Subsequent great periods of American history coincided with the influx of large numbers of immigrants. This includes industrialization in the second half of the 1800s and, even more to the point, the advent of the American Century – the great efflorescence of American intellectual and artistic life in the middle of the 20th century, achieved mainly by second-generation Eastern European, Irish and Southern European immigrants, as well as Jewish refugees from Nazism.

America is a nation of immigrants; it is in its natural element when immigration flows in freely. Those are always periods of creative ferment and great intellectual, artistic and economic progress.

The current explosion of America’s economic, technological and cultural activity has been fed by the stream of new arrivals, mainly from Asia, Africa, Latin America, Russia and Eastern Europe, that began in the 1980s.

“Real” Americans – white people whose families had been in the United States for many generations – were also involved in large numbers in American achievements, but it was the immigrants who often provided a jolt to the vast country and acted as an impetus for the most talented and energetic. And of course American music owes a huge debt to African Americans, but then again, that portion of US society could hardly be called contented, self-satisfied or prosperous.

On the other hand, periods of low immigration have been associated with blight and stagnation, such as the first half of the 19th century and, more recently, the 1970s, when the proportion of foreign-born Americans dropped to 4.7%, the lowest since 1840.

The nativist backlash is invariably give rise to know-nothing parties and ideas, bringing back the ignorant and intellectually lazy provincialism. It is accompanied by the distrust of science, culture and ideas.

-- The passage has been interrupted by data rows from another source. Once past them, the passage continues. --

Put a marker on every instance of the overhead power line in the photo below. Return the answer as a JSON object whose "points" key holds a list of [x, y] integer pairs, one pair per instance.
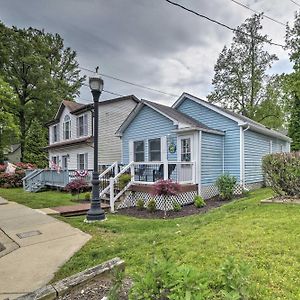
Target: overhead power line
{"points": [[295, 3], [257, 12], [105, 91], [128, 82], [222, 24]]}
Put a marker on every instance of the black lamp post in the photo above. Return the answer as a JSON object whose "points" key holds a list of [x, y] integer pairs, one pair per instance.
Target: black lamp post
{"points": [[95, 213]]}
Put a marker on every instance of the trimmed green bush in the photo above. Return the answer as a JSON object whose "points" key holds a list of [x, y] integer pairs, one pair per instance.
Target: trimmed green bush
{"points": [[226, 184], [199, 201], [140, 204], [124, 179], [176, 206], [151, 207], [282, 173]]}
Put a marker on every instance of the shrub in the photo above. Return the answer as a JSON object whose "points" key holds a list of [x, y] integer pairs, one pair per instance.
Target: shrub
{"points": [[164, 279], [124, 179], [199, 201], [151, 206], [87, 196], [226, 184], [176, 206], [282, 173], [140, 204], [76, 186]]}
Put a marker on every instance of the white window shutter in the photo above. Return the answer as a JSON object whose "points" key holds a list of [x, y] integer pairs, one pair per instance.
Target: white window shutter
{"points": [[86, 161], [78, 162], [77, 127], [163, 148], [131, 157], [85, 126]]}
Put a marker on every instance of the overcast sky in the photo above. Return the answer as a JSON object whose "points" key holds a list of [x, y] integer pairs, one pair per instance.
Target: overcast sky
{"points": [[149, 42]]}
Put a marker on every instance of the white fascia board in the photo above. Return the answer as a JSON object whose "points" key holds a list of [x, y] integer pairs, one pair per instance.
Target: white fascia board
{"points": [[208, 105], [268, 132]]}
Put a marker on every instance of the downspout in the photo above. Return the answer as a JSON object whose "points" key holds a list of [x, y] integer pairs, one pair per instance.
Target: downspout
{"points": [[243, 156]]}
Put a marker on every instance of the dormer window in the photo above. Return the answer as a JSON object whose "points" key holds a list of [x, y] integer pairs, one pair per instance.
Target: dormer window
{"points": [[55, 133], [82, 125], [67, 128]]}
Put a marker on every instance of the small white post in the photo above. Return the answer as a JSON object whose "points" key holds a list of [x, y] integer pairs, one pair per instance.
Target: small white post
{"points": [[132, 172], [166, 171], [116, 168], [111, 194]]}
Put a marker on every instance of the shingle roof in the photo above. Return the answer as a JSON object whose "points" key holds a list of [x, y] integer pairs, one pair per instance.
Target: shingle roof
{"points": [[177, 115]]}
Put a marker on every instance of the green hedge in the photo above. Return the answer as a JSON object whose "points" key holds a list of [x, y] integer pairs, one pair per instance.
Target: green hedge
{"points": [[282, 173]]}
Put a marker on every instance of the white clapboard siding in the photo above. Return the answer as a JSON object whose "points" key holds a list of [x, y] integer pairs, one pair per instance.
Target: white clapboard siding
{"points": [[112, 115]]}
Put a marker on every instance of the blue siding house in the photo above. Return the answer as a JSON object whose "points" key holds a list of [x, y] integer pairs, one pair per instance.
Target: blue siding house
{"points": [[194, 142]]}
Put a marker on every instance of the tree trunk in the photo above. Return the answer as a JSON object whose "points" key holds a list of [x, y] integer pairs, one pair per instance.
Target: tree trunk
{"points": [[22, 131]]}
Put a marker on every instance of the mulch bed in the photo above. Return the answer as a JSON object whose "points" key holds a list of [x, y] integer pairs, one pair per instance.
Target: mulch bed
{"points": [[97, 290], [187, 210], [282, 199]]}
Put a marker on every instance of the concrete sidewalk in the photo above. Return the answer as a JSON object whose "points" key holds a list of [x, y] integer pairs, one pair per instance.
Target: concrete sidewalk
{"points": [[39, 245]]}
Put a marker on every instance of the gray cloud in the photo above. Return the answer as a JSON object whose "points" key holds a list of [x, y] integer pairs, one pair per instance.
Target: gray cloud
{"points": [[148, 42]]}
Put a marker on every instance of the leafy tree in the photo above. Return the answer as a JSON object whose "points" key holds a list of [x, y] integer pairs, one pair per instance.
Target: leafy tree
{"points": [[41, 72], [8, 128], [36, 139], [293, 81], [241, 82]]}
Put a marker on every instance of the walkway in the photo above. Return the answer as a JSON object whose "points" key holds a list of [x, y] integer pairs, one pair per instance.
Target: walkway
{"points": [[36, 245]]}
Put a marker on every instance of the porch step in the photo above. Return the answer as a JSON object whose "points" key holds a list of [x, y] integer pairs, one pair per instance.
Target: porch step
{"points": [[76, 210]]}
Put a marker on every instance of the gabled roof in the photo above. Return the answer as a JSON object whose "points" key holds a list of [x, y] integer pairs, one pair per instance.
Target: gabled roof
{"points": [[240, 119], [77, 108], [178, 118]]}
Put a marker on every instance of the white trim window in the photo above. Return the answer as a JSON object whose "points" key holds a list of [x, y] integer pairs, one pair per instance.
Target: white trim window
{"points": [[139, 151], [154, 146], [82, 161], [186, 149], [64, 162], [82, 125], [55, 133], [67, 127]]}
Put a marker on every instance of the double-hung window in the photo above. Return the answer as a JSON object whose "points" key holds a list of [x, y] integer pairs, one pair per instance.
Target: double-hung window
{"points": [[154, 149], [82, 161], [139, 151], [55, 133], [67, 128], [82, 125]]}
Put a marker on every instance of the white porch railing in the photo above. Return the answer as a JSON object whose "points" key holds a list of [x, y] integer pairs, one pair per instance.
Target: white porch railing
{"points": [[148, 173]]}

We’re now living through one such period – perhaps the most gruesome and militant wave of xenophobia in American history. Benefiting from a system built in an earlier era, and technologies created by first and second-generation immigrants, the provincial “ugly Americans” are claiming to be anti-government libertarians – a creed promulgated in this country by yet another immigrant, Ayn Rand – but in reality clamoring for authoritarianism – the only form of government they seem to respect.

Nations decay when they build walls around themselves, close up to the outside world and focus inward. It is both the cause of national decay and its symptom. Trump’s America is well on its way toward neo-isolationism. It wants to curb imports, withdraw from international commitment, stop promoting democracy abroad and, as a corollary to these policies, clamp down on immigration. As in Stalin’s Soviet Union, “cosmopolitan” is now an insult in America. Stephen Miller, a White House senior policy advisor, used it to attack a reporter. There is a splendid irony to hear this term, used to attack Jews in the USSR, used by an American Jew.

Of course businesses want visas for skilled workers, universities need foreign students who pay tuition (and professors who teach them), farmers require unskilled labor to gather crops. It has been said that “the business of the United States of America is business”, so Trump and the Republicans in Congress will find it hard to ban immigration entirely. But those nasty immigrants will continue to pollute America with such American notions as tolerance and diversity, and contaminate the country with science and culture.

As such, they will remain a mortal danger to Trump and his nativist supporters.